Hi everybody, i will be travelling alone to dubai next month as tourist from europe i havent booked the hotel yet i need your advice as where to book as alone women traveller which location would be appropriate to book as i prefer to be closer to decent nightclubs and malls and is it safe for alone woman to be outside latenight? like going to pubs and discos
thanks


----------



## LawrenceDudley (Feb 11, 2009)

dubai's pretty safe as it goes, compared to a lot of countries in europe.

what's your budget like? golden sands is pretty nice if you're on a tight budget and is right bang in the middle of bur dubai, next to the burjuman centre.


----------



## Andy Capp (Oct 5, 2008)

LawrenceDudley said:


> dubai's pretty safe as it goes, compared to a lot of countries in europe.
> 
> what's your budget like? golden sands is pretty nice if you're on a tight budget and is *right bang in the middle of bur dubai*, next to the burjuman centre.


The red light/whore capital of Dubai? I don't think so...

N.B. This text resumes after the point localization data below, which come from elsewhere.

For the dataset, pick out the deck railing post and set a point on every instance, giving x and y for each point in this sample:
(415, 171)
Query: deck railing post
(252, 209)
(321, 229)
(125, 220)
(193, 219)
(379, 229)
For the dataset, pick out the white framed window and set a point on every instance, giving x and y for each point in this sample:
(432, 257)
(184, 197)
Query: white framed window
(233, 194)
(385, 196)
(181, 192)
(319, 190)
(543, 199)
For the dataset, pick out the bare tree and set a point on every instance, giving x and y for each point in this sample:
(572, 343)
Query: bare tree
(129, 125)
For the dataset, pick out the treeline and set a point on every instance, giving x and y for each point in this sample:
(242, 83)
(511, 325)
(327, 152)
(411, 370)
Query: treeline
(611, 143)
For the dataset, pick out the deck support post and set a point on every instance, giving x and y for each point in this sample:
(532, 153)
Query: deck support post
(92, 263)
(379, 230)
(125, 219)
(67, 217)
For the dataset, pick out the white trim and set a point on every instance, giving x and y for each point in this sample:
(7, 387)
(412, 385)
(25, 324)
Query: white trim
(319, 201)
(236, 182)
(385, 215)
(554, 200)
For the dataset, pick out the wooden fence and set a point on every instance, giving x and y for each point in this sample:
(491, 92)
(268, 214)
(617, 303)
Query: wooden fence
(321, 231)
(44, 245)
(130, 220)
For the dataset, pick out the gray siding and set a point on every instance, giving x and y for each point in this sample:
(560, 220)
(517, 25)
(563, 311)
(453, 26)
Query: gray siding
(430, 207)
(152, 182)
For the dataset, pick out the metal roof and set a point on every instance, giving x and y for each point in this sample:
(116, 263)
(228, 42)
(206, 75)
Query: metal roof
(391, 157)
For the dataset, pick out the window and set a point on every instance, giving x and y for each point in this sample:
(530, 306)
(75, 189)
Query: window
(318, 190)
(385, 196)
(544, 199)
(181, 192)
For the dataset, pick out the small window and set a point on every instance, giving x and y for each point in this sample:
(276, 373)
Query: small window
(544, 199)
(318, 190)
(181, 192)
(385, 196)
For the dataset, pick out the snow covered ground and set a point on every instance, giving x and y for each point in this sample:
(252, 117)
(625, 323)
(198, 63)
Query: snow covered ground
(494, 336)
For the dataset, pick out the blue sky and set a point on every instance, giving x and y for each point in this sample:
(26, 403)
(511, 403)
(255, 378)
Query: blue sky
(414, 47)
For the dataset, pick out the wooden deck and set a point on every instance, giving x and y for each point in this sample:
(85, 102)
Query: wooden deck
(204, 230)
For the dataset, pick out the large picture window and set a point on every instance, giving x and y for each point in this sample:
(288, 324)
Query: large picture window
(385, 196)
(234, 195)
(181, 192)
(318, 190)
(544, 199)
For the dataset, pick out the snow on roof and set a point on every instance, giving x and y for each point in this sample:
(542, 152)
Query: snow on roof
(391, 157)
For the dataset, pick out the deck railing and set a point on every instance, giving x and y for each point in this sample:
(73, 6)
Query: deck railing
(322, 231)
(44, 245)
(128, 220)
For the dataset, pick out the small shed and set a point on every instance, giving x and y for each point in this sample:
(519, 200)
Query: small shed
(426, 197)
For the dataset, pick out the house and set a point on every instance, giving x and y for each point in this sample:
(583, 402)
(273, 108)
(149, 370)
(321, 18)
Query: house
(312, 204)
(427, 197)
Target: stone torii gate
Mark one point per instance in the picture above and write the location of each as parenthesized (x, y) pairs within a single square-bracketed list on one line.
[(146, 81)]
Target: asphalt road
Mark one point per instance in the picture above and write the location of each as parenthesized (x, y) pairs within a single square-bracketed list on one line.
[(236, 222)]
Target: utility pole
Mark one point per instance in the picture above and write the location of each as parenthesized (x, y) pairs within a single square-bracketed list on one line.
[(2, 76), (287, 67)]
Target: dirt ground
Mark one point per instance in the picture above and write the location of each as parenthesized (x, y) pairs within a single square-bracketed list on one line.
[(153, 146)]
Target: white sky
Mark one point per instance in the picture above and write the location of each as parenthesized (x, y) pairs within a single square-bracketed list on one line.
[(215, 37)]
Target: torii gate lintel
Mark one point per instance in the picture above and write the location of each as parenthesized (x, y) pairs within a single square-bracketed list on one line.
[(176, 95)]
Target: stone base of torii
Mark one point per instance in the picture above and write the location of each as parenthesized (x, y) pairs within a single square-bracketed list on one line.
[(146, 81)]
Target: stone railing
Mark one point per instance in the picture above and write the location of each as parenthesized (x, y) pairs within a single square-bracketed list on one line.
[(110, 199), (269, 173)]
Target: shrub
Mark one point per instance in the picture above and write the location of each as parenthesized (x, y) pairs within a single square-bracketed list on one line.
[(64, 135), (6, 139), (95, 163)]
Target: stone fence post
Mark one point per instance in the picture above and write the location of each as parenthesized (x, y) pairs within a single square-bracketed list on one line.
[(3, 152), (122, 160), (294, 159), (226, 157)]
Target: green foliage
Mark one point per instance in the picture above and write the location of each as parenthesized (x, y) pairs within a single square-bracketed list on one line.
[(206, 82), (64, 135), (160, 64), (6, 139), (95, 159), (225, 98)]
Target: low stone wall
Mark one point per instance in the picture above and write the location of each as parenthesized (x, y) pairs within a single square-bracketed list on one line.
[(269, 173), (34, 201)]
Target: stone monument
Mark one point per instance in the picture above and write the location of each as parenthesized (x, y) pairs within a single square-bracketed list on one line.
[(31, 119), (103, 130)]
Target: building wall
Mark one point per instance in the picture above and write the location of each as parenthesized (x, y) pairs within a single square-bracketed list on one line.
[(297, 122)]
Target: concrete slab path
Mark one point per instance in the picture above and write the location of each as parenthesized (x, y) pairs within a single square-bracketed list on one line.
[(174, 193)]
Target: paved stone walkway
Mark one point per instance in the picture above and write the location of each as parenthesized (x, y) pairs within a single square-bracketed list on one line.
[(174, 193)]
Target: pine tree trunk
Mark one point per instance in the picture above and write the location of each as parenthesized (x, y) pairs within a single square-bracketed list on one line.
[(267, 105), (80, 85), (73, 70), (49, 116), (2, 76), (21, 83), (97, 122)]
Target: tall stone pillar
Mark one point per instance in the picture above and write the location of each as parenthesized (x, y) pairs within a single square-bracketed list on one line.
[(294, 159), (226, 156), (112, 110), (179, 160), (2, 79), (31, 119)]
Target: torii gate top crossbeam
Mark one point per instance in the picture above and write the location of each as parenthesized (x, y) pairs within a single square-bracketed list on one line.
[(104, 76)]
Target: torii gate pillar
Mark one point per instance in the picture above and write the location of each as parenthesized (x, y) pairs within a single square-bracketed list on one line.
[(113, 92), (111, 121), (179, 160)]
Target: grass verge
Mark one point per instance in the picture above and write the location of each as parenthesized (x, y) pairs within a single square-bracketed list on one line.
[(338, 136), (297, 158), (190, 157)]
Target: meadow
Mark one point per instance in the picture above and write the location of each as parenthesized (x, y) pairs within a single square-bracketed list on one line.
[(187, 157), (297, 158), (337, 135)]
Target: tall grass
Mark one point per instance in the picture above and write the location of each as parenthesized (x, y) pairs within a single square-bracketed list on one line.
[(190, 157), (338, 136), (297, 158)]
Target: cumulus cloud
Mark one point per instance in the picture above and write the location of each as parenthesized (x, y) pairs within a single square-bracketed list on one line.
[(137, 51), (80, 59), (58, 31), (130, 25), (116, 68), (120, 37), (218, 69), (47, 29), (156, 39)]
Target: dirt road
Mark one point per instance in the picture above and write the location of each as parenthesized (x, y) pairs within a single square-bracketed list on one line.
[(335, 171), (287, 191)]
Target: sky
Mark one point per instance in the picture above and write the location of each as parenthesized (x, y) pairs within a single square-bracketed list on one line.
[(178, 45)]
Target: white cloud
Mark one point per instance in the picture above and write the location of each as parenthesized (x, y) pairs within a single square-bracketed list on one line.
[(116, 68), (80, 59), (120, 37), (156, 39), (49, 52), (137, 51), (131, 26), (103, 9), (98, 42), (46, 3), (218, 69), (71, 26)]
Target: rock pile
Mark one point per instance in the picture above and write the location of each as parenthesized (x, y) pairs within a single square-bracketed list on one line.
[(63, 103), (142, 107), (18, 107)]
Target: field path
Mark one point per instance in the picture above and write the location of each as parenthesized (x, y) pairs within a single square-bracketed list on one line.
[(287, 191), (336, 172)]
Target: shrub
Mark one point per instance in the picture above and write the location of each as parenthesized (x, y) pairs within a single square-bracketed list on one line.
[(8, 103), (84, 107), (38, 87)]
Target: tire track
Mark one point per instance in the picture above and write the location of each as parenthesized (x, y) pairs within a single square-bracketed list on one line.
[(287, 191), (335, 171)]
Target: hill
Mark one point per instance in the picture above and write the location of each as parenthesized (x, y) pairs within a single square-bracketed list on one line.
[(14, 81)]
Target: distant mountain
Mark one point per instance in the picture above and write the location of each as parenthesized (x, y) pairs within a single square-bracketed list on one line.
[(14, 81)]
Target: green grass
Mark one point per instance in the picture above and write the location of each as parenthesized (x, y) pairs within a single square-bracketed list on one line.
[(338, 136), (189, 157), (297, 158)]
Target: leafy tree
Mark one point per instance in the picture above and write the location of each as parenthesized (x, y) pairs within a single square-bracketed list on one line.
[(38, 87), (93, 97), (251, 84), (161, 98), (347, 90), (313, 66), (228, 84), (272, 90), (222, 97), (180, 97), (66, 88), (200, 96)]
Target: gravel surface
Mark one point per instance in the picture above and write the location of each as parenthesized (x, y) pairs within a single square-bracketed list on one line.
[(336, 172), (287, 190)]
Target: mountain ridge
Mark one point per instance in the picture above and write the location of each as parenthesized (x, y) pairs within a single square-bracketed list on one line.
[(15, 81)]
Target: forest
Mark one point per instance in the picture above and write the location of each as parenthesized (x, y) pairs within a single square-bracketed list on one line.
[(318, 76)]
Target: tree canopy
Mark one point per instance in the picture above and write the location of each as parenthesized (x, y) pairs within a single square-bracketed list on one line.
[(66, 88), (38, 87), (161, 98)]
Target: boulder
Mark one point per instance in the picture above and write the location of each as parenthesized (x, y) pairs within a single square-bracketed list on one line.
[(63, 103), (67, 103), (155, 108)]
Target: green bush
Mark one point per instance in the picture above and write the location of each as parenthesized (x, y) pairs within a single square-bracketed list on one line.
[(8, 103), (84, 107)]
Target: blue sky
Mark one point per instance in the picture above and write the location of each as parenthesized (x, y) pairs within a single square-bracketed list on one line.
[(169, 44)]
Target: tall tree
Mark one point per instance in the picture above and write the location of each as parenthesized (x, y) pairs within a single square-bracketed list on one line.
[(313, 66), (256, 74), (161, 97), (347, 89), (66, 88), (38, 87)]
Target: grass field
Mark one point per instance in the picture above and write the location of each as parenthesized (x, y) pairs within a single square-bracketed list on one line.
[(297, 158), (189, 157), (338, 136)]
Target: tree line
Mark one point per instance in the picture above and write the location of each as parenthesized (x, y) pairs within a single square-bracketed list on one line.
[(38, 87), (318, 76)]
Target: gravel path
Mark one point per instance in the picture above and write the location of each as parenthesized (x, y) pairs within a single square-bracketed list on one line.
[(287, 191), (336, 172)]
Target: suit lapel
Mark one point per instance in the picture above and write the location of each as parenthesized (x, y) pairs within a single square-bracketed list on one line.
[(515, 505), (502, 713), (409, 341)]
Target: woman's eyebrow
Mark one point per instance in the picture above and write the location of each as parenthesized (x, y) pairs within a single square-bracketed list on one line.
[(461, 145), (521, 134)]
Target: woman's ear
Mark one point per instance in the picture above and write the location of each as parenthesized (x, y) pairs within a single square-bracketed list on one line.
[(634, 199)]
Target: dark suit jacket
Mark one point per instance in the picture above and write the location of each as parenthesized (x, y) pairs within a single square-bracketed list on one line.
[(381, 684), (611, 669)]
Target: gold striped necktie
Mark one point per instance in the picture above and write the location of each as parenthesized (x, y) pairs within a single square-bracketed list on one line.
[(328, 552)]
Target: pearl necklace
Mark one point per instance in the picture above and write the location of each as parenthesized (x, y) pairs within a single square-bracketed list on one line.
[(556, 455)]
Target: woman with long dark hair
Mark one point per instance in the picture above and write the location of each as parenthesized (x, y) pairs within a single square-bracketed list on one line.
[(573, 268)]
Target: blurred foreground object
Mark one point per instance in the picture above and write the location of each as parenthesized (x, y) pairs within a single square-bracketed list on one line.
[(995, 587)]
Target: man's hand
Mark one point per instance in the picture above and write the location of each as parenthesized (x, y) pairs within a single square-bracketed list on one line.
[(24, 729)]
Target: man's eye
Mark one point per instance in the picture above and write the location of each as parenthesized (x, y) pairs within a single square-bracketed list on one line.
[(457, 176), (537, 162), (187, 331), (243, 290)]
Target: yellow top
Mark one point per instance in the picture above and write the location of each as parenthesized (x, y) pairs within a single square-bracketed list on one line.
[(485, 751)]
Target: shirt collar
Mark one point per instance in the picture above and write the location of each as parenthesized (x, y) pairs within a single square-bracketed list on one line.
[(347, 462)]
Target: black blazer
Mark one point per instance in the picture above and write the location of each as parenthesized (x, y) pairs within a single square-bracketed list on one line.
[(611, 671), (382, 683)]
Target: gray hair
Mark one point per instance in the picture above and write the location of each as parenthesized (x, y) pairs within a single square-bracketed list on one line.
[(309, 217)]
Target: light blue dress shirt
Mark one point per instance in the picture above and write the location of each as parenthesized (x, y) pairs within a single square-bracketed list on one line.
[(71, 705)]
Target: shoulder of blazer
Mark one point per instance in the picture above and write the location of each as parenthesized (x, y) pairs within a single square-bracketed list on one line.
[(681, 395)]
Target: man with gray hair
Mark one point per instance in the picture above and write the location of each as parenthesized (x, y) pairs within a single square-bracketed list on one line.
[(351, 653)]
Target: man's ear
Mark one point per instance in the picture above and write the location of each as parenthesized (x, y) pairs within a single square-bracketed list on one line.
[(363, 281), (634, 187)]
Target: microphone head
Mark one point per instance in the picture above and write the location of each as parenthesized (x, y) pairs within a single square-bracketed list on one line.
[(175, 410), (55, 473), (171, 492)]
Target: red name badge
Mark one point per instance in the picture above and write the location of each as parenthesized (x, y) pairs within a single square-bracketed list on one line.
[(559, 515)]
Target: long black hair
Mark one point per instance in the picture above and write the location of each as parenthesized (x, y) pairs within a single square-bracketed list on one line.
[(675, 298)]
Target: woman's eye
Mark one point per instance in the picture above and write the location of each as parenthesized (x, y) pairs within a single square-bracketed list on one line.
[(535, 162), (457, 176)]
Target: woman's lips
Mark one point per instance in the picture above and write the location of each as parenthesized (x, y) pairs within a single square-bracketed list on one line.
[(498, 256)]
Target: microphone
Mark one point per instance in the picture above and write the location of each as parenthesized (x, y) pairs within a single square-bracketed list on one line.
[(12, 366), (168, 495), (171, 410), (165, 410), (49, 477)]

It depends on your budget, the hotels on sheikh zayad road would fit you bill, fairmont at the pricey end, novotel at the lower end, failing that marina - grosvenor house, beach bar - le meridien mina seyahi (barasti bar - can't really go wrong there), one of the places attached to madinat like al qasr would be great too. Maybe the address or one of the other hotels in Burj Dubai (not Bur Dubai) and old town too. It's nice down there, quite a continental feel.

Basically it all depends on how much you want to spend, call or e-mail them and ask for best price.

In terms of being out alone, as long as you don't have a penchant for micro mini skirts and see thru tops you'll be fine.


----------



## LawrenceDudley (Feb 11, 2009)

red light capital of dubai? really? i liked it, no problems at all, never got approached by anyone trying to sell me sex and there are (were) a lot of families with kids staying there.

i suppose andy might have good reasons for knowing it's the red light district so i shall leave that judgement to him (sorry, couldn't resist). 

bear in mind that hotels (even crap ones) in dubai can be super expensive compared to europe.

you may have a teensy bit of bother going out on your own over here - men will always try it on with single girls (believe me - a lot of my friends here are trolley dollies and it's like trying to herd sheep when the big bad wolf's around trying to take them away) but it's never aggressive or threatening and if you tell someone where to go they generally will.

i know my single female mates over here have a great time


----------



## Andy Capp (Oct 5, 2008)

LawrenceDudley said:


> red light capital of dubai? really? i liked it, no problems at all, never got approached by anyone trying to sell me sex and there are (were) a lot of families with kids staying there.
> 
> *i suppose andy might have good reasons for knowing it's the red light district so i shall leave that judgement to him (sorry, couldn't resist). *
> 
> ...


Yes, cos i used to live there, and anyone who's been here for any length of time will tell you the same, let's face it York international hotel is there, probably the biggest knocking shop in Dubai (allegedly). Maybe the area's cleaned it's act up a bit, but there's no decent bars/clubs for single girls there are there? Rockbottom? erm... that's about it, and when Time Out described the place as "little more than a low brow cattle market" I wouldn't suggest there either.

In terms of hotel prices, as long as you steer clear of the big exhibitions then the prices are getting pretty good. AED300 my mate paid at Novotel 2 weeks ago...


----------



## funkur (Mar 16, 2009)

LOL... Actually just got back from Amsterdam and I'd have to say that Mankhool Road from the Ramada to the York on weekend nights is definitely sketchier than the RLD over there! 

Last year, I lived in the Golden Sands area and felt generally, Bur Dubai is not seedy (just dirty and uninviting compared to newer areas) - but it does come out overtly late at night, especially on the aforementioned Mankhool Rd side. 

If you're not visiting those bars or walking/driving around that area after 1-2am, you'd never know... (like I found out when I took a late-night arriving friend from home out for a beer & a bite!)


----------



## jander13 (Mar 12, 2009)

> Yes, cos i used to live there, and anyone who's been here for any length of time will tell you the same, let's face it York international hotel is there, probably the biggest knocking shop in Dubai (allegedly). Maybe the area's cleaned it's act up a bit, but there's no decent bars/clubs for single girls there are there? Rockbottom? erm... that's about it, and when Time Out described the place as "little more than a low brow cattle market" I wouldn't suggest there either.


gotta agree :\ had to walk thru the area past midnight last week and barely got away with my life!


----------